But Paragraph 192 immediately narrows the shield. It excludes acquisitions by “the largest firm in the relevant market or a gatekeeper,” as defined by the Digital Markets Act. In practice, that means that the largest and most successful tech firms get no shield. They instead  face a distinct theory of harm—entrenchment—with no equivalent safe harbor and a clear tilt toward false positives (i.e., making acquisitions harder). 

The entrenchment theory (Paragraphs 252-256) sets a low bar. The Commission need only show that the acquirer is dominant in a “core market,” that the target operates in a “related” market—not necessarily horizontal or vertical—and that the target is “important to effectively compete.” There is no market-share floor or structural constraint. If the markets are “related” and the asset is “important,” entrenchment becomes plausible.

In digital ecosystems, that standard sweeps broadly. It can capture almost any acquisition by a large platform. And if the target were not “important,” why acquire it in the first place? Smaller acquirers, by contrast, can invoke the innovation shield for the same transaction.

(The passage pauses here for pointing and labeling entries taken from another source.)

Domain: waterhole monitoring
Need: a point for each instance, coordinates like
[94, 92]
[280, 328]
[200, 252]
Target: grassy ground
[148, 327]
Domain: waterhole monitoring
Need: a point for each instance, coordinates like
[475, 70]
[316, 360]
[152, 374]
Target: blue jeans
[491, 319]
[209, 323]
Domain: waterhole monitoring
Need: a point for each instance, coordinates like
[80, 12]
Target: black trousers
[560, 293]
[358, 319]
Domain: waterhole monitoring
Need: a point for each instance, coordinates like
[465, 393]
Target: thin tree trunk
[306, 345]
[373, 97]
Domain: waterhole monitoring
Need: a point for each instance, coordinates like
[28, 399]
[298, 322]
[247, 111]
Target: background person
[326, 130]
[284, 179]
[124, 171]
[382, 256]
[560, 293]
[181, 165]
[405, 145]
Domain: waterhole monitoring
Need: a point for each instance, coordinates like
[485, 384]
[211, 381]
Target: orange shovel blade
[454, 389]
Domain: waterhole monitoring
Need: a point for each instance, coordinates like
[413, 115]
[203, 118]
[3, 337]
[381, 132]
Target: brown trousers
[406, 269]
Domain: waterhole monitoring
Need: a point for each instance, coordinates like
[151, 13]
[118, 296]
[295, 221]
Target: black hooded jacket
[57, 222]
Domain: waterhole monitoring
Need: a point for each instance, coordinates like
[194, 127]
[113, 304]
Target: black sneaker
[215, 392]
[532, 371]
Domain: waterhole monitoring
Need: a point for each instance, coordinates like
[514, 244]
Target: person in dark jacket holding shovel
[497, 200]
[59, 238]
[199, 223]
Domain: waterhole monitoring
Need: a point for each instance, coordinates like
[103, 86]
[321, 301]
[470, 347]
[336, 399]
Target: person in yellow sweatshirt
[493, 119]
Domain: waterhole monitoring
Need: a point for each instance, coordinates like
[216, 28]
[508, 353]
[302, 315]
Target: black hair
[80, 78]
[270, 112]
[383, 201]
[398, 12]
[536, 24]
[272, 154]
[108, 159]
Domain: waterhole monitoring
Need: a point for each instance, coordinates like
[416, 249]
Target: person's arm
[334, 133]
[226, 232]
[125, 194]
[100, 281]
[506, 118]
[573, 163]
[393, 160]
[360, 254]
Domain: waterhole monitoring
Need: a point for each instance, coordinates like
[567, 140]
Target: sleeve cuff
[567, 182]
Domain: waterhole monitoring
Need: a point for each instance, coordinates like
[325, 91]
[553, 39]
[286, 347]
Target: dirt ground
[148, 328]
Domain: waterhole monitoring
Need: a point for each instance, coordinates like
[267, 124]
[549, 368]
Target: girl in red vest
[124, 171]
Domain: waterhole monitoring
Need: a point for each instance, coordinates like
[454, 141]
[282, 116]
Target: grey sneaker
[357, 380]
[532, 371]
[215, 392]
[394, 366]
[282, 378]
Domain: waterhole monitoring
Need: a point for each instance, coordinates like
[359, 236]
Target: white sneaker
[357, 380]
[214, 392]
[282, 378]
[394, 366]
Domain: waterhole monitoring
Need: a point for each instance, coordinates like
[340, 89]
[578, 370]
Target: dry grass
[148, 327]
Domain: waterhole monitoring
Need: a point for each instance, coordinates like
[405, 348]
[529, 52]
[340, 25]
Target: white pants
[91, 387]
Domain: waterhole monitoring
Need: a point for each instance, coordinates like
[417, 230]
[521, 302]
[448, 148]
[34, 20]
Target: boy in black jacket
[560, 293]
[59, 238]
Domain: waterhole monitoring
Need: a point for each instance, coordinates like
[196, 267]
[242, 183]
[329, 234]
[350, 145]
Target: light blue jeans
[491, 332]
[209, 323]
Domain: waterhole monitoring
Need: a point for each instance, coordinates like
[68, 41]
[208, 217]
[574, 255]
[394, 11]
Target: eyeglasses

That asymmetry creates a basic economic problem: scale is secular. The efficiencies from acquisition—cost reduction, integrated R&D, capital deployment, access to complementary pipelines—do not depend on the acquirer’s nationality, size, or regulatory status under the DMA.

Mario Draghi’s report identified Europe’s lack of scale as a central competitiveness problem. The guidelines seem to translate that into a different directive: permit scale when it benefits European firms, restrict it otherwise. 

At points, the text says as much. Paragraph 13 states:

Mergers increasing the competitiveness of European industry, particularly in global markets, improving the conditions for growth and raising the standard of living in the Union are welcomed.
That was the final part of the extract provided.